A soft tone pierced through the nighttime still.

He slowly lowered his hands and strained for another faint hint of that sound.

Silence again descended on the household.

Then it came, again. The faintest echo from deep within the house, once familiar but long forgotten—until now. Pulled toward that sound, he followed it. He continued walking, drawing forward, deeper into the foreign home. With every step the sounds grew crisper, clearer, and then they stopped, bringing him to an abrupt halt.

He remained motionless, yearning for that melodic pull, and then it came again. Only clipped in a staccato beat. Intermittent. Deliberate. Those strident sounds compelling in their own right for their dissonance, there was a pattern that, as he thought he’d worked it through, shifted and twisted into another arrangement.

Broderick increased his stride until he reached the end of the hall. The door sat slightly ajar, the faintest glow cast by one of the sconces spilling through the entryway.
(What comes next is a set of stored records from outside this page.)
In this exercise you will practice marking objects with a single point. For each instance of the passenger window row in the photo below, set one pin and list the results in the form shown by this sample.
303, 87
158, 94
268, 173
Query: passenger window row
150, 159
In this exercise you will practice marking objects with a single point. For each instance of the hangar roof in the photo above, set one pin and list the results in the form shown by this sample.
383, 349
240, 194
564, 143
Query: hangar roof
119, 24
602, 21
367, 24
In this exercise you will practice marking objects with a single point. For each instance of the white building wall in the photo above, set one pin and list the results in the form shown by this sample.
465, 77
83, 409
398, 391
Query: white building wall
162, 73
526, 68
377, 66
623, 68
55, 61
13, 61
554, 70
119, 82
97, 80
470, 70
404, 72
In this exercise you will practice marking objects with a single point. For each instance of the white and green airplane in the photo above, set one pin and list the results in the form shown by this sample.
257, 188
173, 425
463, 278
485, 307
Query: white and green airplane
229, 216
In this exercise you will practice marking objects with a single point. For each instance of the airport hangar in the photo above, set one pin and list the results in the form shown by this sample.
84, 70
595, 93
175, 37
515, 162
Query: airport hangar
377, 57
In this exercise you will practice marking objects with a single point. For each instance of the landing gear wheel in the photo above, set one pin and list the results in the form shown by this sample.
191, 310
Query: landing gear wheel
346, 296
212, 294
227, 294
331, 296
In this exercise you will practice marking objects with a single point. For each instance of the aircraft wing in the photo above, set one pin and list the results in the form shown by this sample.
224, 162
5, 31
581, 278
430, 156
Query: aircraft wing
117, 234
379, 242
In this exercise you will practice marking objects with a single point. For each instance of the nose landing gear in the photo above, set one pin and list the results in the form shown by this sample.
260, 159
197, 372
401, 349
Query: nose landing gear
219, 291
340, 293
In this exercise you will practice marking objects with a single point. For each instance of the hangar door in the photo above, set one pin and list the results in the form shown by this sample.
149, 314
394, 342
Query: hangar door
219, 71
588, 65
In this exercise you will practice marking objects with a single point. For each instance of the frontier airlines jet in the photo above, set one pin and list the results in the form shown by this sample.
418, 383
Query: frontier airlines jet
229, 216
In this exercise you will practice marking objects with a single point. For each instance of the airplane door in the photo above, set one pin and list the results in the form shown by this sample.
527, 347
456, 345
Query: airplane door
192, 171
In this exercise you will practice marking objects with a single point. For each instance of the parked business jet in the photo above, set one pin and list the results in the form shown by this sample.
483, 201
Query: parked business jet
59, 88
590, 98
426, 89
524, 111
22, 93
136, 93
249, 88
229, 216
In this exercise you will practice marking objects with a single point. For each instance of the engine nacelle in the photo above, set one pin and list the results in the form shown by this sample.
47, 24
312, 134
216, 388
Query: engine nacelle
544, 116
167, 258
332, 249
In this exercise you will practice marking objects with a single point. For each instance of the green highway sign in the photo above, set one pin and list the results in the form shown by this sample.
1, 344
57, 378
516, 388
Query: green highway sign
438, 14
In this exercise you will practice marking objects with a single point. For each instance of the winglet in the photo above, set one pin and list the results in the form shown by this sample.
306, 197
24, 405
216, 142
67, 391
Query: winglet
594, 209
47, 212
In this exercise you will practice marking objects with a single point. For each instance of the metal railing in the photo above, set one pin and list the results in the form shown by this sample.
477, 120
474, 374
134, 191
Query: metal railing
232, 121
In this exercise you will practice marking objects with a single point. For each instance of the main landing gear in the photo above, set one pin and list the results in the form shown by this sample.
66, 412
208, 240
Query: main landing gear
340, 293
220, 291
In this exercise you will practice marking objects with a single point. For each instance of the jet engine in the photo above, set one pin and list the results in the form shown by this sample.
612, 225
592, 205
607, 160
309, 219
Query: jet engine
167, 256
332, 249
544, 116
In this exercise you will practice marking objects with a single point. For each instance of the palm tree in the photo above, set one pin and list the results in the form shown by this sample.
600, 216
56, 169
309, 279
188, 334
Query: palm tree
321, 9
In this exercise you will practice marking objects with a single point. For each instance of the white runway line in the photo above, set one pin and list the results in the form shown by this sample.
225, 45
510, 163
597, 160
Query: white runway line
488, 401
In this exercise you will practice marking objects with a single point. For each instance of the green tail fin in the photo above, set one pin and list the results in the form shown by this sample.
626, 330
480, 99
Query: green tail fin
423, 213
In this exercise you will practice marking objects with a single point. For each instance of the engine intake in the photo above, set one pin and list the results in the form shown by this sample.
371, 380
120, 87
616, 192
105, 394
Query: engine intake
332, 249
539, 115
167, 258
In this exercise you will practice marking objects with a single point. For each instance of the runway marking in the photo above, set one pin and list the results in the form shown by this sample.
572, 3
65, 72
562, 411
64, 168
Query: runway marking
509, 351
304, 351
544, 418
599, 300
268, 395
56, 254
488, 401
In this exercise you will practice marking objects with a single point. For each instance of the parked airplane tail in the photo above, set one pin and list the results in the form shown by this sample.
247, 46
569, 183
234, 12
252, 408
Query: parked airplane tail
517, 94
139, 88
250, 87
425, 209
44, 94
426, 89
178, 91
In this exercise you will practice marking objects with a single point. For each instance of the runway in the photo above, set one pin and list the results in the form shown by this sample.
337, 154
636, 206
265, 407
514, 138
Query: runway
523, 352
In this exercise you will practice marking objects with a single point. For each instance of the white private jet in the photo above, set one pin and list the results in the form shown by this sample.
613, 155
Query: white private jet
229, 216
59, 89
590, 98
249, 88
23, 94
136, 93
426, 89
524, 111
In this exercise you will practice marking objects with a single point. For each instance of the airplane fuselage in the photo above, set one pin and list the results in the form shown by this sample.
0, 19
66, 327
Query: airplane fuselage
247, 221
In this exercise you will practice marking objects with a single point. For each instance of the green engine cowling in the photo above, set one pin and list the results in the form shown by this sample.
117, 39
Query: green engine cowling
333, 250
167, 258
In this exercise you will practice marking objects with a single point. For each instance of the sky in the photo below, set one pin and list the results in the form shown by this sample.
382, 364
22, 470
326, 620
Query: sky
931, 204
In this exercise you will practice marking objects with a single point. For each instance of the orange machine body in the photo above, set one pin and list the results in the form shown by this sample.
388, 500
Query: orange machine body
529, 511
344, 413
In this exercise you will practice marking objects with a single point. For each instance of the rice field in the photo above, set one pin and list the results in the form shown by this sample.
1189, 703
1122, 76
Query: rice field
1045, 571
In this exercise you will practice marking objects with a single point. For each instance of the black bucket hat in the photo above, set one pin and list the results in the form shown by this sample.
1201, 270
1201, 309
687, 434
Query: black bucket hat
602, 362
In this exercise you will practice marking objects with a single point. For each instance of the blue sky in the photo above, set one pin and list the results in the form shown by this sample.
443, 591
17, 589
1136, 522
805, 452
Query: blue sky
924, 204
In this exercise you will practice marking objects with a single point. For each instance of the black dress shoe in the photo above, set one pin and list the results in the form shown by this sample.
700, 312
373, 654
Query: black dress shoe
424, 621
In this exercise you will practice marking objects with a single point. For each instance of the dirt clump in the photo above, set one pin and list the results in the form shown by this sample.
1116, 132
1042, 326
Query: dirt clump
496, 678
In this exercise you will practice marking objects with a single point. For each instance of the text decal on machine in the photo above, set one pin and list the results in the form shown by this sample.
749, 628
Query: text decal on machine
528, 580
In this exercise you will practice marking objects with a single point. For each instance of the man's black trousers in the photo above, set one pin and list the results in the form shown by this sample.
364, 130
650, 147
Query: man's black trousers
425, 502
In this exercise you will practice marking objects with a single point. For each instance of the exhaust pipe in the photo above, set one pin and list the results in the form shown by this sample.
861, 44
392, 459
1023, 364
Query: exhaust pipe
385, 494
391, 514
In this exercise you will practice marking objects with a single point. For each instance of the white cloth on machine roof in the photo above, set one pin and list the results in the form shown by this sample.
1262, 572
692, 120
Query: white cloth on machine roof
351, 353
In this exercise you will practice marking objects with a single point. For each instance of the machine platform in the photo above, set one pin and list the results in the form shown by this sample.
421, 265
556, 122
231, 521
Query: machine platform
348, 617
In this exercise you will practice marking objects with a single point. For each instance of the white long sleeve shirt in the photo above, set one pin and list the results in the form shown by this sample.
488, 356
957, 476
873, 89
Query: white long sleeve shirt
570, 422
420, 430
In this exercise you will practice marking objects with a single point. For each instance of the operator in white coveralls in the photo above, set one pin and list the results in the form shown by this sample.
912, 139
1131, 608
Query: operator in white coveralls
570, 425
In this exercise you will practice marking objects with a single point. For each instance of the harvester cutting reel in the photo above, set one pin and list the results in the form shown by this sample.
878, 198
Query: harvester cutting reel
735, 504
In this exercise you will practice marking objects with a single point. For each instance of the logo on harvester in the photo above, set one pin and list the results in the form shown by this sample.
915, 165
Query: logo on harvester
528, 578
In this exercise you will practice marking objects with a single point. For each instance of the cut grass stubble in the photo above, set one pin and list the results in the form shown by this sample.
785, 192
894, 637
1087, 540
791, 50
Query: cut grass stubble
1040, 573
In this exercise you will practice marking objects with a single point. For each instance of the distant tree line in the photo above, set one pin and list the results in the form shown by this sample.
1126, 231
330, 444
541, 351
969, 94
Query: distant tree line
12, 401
He angled his head back and forth in a bid to make out the figure seated behind that pianoforte.

Her head bent, wholly engrossed, Reggie paused to scribble something on a sheet laid out before her.

Her eyebrows came together into a line.

In the end he was given away not by a careless floorboard or by a misstep on his part.

Hissss . . .

But rather by his sister’s damned cat.

Reggie’s fingers slid off the keys, and she jumped to her feet.

He winced, grateful for the cover of darkness that hid the guilty color splotching his cheeks at having been caught sneaking. Nay, not sneaking. Watching her. “Miss Spark,” he drawled. They were the first words they’d spoken since she’d opened herself up before him. And it was also the first time he’d ever been without them around this woman.

“Broderick.” She didn’t return that stiff formality but rather nudged her chin up and laid bold command to his name as though she had a right to it. And she had. For so long. How much more he’d preferred those syllables rolling off her lips as an entreaty for his touch.